Patronat et stratégie patronale

Auteur : Luyten Dirk (Institution : CegeSoma)

L’impact de l’occupation diffère d’un groupe social à l’autre. Grâce à ses puissantes organisations qui n’ont pas été mises à l’arrêt par l’occupant, le patronat réussit à traverser la guerre de manière relativement indemne tout en réussissant même à renforcer sa position.

Un patronat bien organisé

A la veille de la Seconde Guerre mondiale, le patronat belge est bien organisé.

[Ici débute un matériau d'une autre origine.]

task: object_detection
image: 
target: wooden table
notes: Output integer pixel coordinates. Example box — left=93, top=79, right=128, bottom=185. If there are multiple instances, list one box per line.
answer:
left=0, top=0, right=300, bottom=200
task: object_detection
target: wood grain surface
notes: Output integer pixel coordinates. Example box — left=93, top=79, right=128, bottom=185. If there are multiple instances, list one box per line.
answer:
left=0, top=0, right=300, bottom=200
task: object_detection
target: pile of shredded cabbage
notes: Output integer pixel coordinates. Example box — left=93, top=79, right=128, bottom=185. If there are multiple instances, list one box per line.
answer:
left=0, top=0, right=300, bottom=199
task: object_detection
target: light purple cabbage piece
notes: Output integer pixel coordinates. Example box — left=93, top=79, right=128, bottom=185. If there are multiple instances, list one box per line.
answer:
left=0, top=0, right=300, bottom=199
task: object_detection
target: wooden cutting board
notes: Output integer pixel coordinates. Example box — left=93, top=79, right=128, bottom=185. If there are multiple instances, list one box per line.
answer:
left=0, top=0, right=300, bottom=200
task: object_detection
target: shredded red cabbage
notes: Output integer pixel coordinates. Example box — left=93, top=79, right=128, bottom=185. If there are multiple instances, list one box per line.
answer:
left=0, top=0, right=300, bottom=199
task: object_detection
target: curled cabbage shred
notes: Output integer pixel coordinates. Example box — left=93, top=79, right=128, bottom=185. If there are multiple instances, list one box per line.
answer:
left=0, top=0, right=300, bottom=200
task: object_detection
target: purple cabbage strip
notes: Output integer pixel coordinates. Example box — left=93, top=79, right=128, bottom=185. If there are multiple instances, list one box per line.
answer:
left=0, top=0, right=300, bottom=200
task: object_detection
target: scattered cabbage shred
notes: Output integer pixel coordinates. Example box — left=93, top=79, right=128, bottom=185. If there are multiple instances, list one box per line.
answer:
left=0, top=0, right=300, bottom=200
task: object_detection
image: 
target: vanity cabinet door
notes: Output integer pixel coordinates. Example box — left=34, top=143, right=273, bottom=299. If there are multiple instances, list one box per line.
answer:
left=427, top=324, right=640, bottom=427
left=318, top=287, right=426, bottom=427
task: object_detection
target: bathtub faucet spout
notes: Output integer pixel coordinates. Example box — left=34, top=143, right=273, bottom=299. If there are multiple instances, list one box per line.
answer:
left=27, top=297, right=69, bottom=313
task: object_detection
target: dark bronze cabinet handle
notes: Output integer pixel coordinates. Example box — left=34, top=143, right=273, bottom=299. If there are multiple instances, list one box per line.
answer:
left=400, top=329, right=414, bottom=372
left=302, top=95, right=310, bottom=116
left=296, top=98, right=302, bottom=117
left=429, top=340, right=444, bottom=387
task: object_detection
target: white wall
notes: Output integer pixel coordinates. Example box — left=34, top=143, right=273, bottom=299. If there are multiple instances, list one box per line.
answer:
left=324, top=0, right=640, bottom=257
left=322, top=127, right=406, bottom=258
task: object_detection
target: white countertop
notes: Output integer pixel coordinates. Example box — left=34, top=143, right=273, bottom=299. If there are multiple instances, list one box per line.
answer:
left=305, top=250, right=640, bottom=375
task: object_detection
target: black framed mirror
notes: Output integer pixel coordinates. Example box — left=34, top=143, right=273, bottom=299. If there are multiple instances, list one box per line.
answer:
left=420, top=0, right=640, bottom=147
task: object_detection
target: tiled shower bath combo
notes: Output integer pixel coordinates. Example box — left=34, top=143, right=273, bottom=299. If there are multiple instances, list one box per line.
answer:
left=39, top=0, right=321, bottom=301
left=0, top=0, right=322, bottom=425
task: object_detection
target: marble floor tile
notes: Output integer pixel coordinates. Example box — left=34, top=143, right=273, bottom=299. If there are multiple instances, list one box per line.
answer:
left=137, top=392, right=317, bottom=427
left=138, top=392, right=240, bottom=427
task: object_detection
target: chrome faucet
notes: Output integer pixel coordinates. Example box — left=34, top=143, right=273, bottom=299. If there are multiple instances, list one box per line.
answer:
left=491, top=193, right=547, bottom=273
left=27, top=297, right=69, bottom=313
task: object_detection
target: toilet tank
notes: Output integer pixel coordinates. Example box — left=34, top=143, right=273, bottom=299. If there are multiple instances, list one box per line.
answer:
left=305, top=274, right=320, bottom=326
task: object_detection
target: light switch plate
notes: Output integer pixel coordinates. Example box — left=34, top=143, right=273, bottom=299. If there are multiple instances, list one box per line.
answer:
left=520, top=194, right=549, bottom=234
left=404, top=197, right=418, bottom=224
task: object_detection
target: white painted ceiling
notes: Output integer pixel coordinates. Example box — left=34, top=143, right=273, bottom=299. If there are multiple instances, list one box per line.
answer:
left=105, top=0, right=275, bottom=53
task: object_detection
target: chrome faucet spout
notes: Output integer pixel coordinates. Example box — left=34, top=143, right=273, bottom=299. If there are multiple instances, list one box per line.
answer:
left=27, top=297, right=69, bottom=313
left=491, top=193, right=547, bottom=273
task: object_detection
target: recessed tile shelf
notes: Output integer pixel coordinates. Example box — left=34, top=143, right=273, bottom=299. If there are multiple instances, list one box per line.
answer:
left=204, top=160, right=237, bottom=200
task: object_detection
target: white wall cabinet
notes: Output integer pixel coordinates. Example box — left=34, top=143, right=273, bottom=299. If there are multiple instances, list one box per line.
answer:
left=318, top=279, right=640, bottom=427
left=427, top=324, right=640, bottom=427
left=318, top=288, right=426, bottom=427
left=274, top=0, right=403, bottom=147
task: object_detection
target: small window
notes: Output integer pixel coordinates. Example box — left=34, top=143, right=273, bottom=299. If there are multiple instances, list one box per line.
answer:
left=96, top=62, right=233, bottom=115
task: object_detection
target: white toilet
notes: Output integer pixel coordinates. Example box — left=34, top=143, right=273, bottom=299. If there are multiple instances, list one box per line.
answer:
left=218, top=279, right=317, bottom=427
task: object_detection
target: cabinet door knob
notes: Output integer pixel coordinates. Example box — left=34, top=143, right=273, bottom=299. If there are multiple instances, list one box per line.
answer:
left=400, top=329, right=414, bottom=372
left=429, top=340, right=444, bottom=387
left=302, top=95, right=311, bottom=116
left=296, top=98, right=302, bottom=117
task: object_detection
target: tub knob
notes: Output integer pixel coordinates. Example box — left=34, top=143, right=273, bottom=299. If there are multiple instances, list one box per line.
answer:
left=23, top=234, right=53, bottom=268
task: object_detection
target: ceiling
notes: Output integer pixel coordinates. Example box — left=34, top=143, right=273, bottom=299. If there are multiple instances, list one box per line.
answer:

De nombreux secteurs économiques, dont l’industrie lourde, disposent d’une fédération sectorielle. Les fédérations sont chapeautées par le Comité central industriel (CCI), fondé en 1895. Le CCI et ses fédérations - le contrepied des syndicats  - représentent le patronat auprès des pouvoirs publics. Le CCI a un profil francophone, représente principalement les intérêts de l'industrie lourde traditionnelle et défend le libéralisme économique classique. A côté du CCI existent d’autres organisations patronales ayant un profil idéologique, philosophique (patronat catholique) ou linguistique spécifique (Vlaams Economisch Verbond - VEV). Ces organisations sont plus petites, moins représentatives et, contrairement au CCI, elles regroupent des entrepreneurs à titre individuel (ou les cadres) et non des entreprises.  Dans les années 30, le VEV se présente de plus en plus comme le rival de du CCI dont il conteste la position en Flandre.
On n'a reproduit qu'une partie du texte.